The Financial Services Regulatory Authority of Ontario (FSRA) has drafted and submitted for ministerial approval, three rules governing business practices, capital adequacy and liquidity adequacy for credit unions. The proposed rules replace the Deposit Insurance Corporation of Ontario (DICO) By-Law No. 5.
The Sound Business and Financial Practices rule authorizes FSRA to make a rule “establishing standards of sound business and financial practices for Ontario’s credit unions and caisses populaires.” It was drafted after a stakeholder working group indicated that the DICO by-law was too prescriptive and should be replaced by a principles-based and outcomes-focuses rule.
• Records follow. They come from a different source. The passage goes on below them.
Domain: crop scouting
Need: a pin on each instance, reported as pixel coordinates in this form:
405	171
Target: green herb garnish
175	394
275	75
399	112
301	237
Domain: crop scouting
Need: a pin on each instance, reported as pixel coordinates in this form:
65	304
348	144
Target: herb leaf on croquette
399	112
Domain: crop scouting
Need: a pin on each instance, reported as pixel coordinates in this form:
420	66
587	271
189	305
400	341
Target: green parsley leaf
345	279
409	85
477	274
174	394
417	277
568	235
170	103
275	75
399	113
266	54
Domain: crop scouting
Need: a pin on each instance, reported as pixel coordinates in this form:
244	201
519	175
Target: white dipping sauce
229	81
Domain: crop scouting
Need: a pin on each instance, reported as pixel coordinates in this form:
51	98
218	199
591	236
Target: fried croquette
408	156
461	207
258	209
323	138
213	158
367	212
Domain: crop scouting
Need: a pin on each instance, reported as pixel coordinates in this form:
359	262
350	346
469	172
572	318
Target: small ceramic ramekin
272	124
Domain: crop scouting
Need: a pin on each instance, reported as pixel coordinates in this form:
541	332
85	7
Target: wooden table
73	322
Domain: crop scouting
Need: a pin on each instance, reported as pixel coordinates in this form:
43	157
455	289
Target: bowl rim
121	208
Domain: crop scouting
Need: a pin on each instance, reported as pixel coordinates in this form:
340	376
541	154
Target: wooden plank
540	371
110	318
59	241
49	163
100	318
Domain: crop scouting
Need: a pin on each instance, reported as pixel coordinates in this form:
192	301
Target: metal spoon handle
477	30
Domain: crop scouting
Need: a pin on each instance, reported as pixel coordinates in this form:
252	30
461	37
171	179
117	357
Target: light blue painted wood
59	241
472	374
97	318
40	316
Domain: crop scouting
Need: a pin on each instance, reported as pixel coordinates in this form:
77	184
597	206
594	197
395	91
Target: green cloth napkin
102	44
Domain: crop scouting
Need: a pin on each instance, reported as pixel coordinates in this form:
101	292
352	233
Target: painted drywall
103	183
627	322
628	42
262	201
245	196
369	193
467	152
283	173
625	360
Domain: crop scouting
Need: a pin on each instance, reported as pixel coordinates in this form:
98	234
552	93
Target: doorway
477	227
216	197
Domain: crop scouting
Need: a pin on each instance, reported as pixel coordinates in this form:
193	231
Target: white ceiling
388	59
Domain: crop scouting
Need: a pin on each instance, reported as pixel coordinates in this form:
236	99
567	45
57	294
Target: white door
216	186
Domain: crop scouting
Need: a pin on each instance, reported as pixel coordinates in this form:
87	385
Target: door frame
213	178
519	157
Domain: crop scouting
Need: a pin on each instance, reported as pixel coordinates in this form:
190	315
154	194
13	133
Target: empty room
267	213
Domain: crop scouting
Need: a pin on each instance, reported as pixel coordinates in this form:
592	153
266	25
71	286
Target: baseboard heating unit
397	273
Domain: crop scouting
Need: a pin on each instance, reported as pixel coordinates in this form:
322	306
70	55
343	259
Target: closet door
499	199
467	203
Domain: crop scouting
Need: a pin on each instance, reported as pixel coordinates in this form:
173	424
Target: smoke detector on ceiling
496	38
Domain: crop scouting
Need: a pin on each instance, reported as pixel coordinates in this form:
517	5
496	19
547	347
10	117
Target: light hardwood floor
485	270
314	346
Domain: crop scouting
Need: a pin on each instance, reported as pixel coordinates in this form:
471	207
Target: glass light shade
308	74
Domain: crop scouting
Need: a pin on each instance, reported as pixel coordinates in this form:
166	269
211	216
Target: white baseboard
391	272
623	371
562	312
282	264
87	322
The proposed rule addresses cooperative principles, governance communications, board composition and responsibilities, senior management responsibilities, ethics and responsible action, whistleblower policies, internal audit, risk management, compliance and finance functions, operational management and more.
The liquidity adequacy requirement changes meanwhile authorize FSRA to make a rule regarding the maintenance of adequate capital and appropriate forms of liquidity. “In the board approved rule, FSRA is aligning its regulatory approach with the requirements in other jurisdictions as well as international best practices,” the proposed rule states. “The purpose of the board approved rule is to articulate the methodology that credit unions must use to calculate liquidity requirements and the principles-based expectations for credit unions to maintain adequate and prudent liquidity.”
Finally, capital adequacy requirement changes were made after the working group indicated that FSRA should develop a rule “in a manner that is clear, transparent and better aligns with international standards.” The amendments expand the risk weighting categories to include additional investments, clarify the investments that receive higher risk weightings, and add a new section on regulatory adjustments for investments in capital instruments and other total loss absorbing capacity (TLAC) instruments.
All of the rules were approved by FSRA’s board of directors in January 2022. The changes become law 15 days after the Minister of Finance’s approval or when the government proclaims the Credit Unions and Caisses Populaires Act, 2020 into force.